Intel CEO Paul Otellini, in a conference call April 16 with analysts and journalists to talk about the company’s first-quarter financial numbers, spoke about the efforts the giant chip maker has made during his eight-year tenure to expand the reach of its silicon technology.
Otelllini, due to retire next month after more than four decades at Intel, said the company continues to move beyond PCs and servers into such areas as microservers, mobile devices, storage products and embedded systems.
“We compete wherever there is computing,” he said.
On April 17 at the Open Networking Summit, Intel executives laid out the company’s strategy around data center networking and the burgeoning trend of software-defined networking (SDN). They also showed that their efforts will expand beyond simply supplying the processors for networking hardware. The company unveiled reference architectures designed to help enterprises, cloud service providers and telecommunications companies more quickly create hardware and software for SDN and network-function virtualization (NFV), moves that could bring Intel into closer competition with the likes of networking giant Cisco Systems and chip maker Broadcom.
The moves are aimed at encouraging the development of open SDN and NFV technologies atop standard x86-based platforms, which could reduce the need for specialized networking silicon from Cisco and other networking vendors and help Intel mount a strong challenge to Broadcom.
“SDN and NFV are critical elements of Intel’s vision to transform the expensive, complex networks of today to a virtualized, programmable, standards-based architecture running commercial off-the-shelf hardware,” Rose Schooler, vice president of the Intel Architecture Group and general manager of Intel’s Communications and Storage Infrastructure Group, said in a statement. “The reference designs announced today enable a new phase in the evolution of the network and represent Intel’s commitment to driving an open environment that fosters business agility and smart economics.”
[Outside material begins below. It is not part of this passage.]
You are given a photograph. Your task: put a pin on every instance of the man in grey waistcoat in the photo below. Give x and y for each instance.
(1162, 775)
In a presentation to journalists before the announcement, Schooler said that networking technology now tends to be proprietary, costly and relatively inflexible, difficult to deploy and with a limited ecosystem, complex and inefficient. SDN is designed to make networks more flexible, scalable and programmable by removing network intelligence from switches and routers and putting it into a software-based controller. NFV leverages virtualization technology to consolidate networking equipment onto industry-standard servers, storage and switches, according to Intel.
Joining open SDN and NFV standard with Intel hardware and software can enable enterprises and service providers to create networking environments that are more agile, flexible, dynamic and intelligent, company officials said.
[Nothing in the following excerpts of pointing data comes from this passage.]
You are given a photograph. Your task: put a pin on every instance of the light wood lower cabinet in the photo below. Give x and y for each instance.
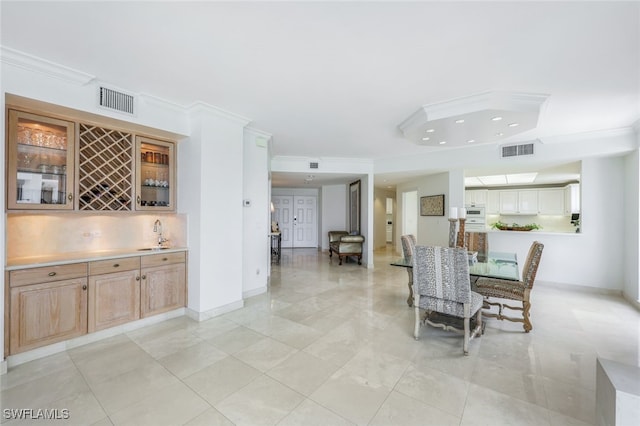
(114, 292)
(114, 299)
(163, 288)
(42, 314)
(52, 304)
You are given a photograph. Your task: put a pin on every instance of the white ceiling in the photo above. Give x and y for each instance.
(336, 79)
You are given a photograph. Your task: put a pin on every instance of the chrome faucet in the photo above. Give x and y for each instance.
(157, 227)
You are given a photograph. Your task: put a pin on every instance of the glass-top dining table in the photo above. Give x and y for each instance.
(497, 265)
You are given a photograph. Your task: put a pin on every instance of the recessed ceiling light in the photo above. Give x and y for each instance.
(522, 177)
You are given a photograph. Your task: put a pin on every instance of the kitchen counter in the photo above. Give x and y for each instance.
(63, 258)
(534, 232)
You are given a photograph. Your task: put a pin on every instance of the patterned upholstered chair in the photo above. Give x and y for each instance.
(478, 241)
(408, 243)
(513, 290)
(441, 287)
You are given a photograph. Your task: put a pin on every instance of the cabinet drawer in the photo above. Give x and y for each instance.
(100, 267)
(47, 274)
(163, 259)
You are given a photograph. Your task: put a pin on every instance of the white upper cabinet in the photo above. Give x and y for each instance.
(551, 201)
(475, 197)
(493, 202)
(519, 202)
(571, 199)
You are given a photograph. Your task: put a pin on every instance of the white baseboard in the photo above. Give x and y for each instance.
(55, 348)
(203, 316)
(634, 303)
(254, 292)
(582, 288)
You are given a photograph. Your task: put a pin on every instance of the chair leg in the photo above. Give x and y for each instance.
(465, 344)
(526, 306)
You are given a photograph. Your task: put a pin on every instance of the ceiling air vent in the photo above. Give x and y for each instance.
(118, 101)
(517, 150)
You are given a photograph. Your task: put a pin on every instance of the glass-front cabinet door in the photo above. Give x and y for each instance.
(155, 175)
(40, 162)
Intel has bought a number of companies over the past couple of years to rapidly grow its networking capabilities, including Ethernet chip maker Fulcrum Systems in 2011. It also has made several moves in the SDN space this year, including investing $6.5 million in Big Switch Systems and becoming a founding member of the OpenDaylight Project, which aims to create a common, open SDN platform. The company also is working with the European Telecommunications Standards Institute’s NFV project.
Given that, it would make sense that Intel aimed to announce its reference architectures at the Open Networking Summit. Intel’s Open Network Platform Switch Reference Design uses Intel Core or Xeon processors, its Ethernet Switch 6700 series and Intel Communications Chipset 89xx series as a foundation. The reference design, which had been codenamed “Seacliff Trail,” includes Wind River Open Network Software, a switching software stack that leverages Wind River Linux and that supports such SDN standards as OpenFlow and Open vSwitch.
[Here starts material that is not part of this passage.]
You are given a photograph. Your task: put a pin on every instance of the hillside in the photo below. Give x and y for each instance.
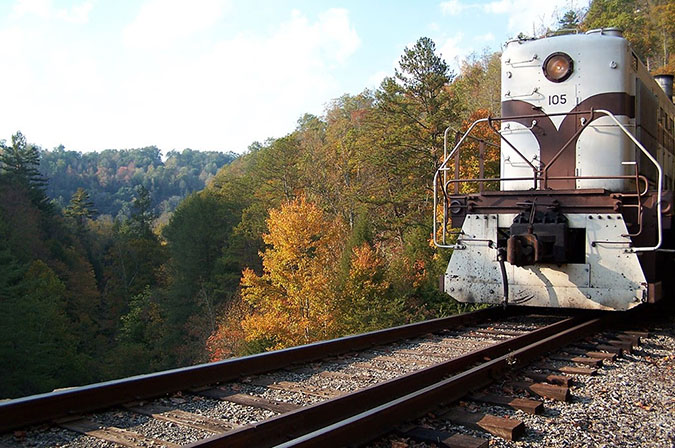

Intel’s Data Plan Development Kit (DPDK) Accelerated Open vSwitch is designed to improve small packet throughput and workload performance using standard Intel-based servers.
Another architecture, the Open Network Platform Server Reference Design, is based on Xeon chips, Intel’s 82599 Ethernet controller and the Communications Chipset 89xx series. The reference design enables enterprises and service providers to put virtual appliance workloads on standard Intel-based servers using SDN and NFV standards, and also includes the Wind River Open Networking Software, which also supports Intel’s DPDK Accelerated Open vSwitch and the OpenStack cloud software.
The Open Network Platform Switch Reference Design is available now, while the DPDK Accelerated Open vSwitch will be released with the Open Network Platform Server Reference Design in the third quarter. That reference design is in development, with the first alpha series set to be available in the second half of this year.